Becky Witsman of the City’s Business Development Office reported to the monthly meeting of the Economic Development Authority (EDA) Tuesday that progress on filling two of the three slots in her office is very underway, even though the vacancies began appearing six months ago.
“Nationally, there are currently two jobs open for every person seeking one,” Shields told the News-Press, “So the problem is not ours alone, and we face a lot of competition from our regional neighbors.”
Some of the recent vacancies in the Little City are the result of quality personnel getting recruited away by jurisdictional neighbors and even regional agencies, and that has added pressure here to increase compensation levels to remain competitive.
This is behind Shields’ decision to devote most of the higher than expected projected revenue yields from real estate development to more competitive employee salaries. Projected at four percent growth in December, the release of official annual assessments last month showed the real estate market growth in F.C. at 4.6 percent, due mostly to new commercial construction.
It has already been made public that Shields will recommend that salaries for City employees be jumped from 4 to 5 percent growth.
It is hoped this will allay the concerns being expressed from some that the City is not pressing ahead aggressively enough given the amount of development now underway from end to end of the City’s 2.2 square miles.
“Anyone can see from all the construction cranes that are now in the air above us that our challenge will be to stay up with the aggressive growth that is now underway,” one local developer said.
Shields is expected to present his recommended budget to the Council for the coming fiscal year before the end of this month.

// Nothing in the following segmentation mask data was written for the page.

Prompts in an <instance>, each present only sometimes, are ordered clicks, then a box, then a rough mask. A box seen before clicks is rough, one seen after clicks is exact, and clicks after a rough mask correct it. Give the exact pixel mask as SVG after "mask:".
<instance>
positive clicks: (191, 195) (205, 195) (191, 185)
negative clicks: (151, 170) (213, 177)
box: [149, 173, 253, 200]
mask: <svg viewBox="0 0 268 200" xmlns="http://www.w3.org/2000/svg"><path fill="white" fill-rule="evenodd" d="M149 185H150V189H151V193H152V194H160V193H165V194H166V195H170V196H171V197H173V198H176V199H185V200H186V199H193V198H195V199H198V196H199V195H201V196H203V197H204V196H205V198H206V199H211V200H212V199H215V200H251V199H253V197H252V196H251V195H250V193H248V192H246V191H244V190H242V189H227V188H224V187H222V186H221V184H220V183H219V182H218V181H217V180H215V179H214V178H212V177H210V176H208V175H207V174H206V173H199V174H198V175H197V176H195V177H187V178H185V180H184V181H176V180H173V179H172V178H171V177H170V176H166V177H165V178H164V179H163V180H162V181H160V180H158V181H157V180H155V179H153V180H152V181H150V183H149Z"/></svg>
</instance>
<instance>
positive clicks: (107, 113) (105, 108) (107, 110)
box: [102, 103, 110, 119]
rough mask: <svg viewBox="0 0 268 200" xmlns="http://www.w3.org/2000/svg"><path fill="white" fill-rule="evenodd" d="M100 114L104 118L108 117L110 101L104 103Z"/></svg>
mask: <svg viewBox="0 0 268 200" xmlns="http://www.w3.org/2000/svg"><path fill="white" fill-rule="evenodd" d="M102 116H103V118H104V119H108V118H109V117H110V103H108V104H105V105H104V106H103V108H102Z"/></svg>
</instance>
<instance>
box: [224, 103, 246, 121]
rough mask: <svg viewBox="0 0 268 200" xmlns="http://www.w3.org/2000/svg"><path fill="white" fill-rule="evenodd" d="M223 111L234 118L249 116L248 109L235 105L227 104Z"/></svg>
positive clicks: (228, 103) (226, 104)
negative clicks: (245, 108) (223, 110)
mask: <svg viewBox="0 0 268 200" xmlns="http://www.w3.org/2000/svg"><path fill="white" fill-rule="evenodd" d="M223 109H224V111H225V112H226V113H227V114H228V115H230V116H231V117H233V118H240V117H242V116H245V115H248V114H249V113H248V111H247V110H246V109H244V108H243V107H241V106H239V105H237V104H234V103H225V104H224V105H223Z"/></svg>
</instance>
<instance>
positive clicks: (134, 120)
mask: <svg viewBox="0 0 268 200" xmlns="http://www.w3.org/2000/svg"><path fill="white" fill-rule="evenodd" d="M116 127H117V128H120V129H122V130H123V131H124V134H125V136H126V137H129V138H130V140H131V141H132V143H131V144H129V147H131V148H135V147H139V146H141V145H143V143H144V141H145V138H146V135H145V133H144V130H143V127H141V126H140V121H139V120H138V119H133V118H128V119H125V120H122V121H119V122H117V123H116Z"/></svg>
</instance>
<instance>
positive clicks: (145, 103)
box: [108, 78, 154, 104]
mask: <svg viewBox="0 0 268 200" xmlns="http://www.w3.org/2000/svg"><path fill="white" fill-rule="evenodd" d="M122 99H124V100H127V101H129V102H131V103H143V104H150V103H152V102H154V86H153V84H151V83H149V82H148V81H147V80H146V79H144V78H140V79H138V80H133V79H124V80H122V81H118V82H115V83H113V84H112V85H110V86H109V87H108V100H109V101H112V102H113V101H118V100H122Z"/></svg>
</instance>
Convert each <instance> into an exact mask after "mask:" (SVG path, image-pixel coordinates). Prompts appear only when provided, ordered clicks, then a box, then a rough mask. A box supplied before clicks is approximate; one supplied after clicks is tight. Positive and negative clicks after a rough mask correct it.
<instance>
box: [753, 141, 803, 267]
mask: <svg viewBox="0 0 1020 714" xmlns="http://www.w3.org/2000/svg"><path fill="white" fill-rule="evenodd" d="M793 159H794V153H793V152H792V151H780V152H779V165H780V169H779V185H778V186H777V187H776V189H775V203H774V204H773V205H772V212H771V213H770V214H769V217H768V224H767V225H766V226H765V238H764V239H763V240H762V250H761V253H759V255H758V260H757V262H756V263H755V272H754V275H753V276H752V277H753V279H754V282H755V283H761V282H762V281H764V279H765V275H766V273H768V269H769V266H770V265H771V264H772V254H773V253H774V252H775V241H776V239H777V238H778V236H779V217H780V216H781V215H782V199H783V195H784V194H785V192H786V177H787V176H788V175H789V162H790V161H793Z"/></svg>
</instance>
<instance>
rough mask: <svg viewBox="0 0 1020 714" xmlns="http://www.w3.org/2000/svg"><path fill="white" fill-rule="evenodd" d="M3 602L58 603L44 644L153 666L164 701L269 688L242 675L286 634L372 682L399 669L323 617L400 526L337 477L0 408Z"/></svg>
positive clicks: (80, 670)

But with his expected emphasis on employee compensation, heads of some departments in the City government have begun expressing concern that over $2 million in unfunded needs will not be met.
Nobody, for example, is now talking about any cut in the real estate tax rate this year, but at best to hold the line (although that would lead to increases in taxes for City residents based on assessed value growth). The last two years saw major cuts in the tax rate for $100 of assessed valuation from $1.365 to $1.23.
But if the commercial construction boom continues in Falls Church, then tax rate cuts could be the order of the day for the next few years.
This year, Shields’ anticipated recommendation would give the City a significant competitive advantage over neighboring Fairfax County, if the latest plan from that county’s executive Bryan Hill holds. It calls for only a two percent pay hike for the county’s 12,000 employees, along with some performance and longevity bonuses. That’s also based on a tax rate freeze that would result in an average hike in tax bills of $520.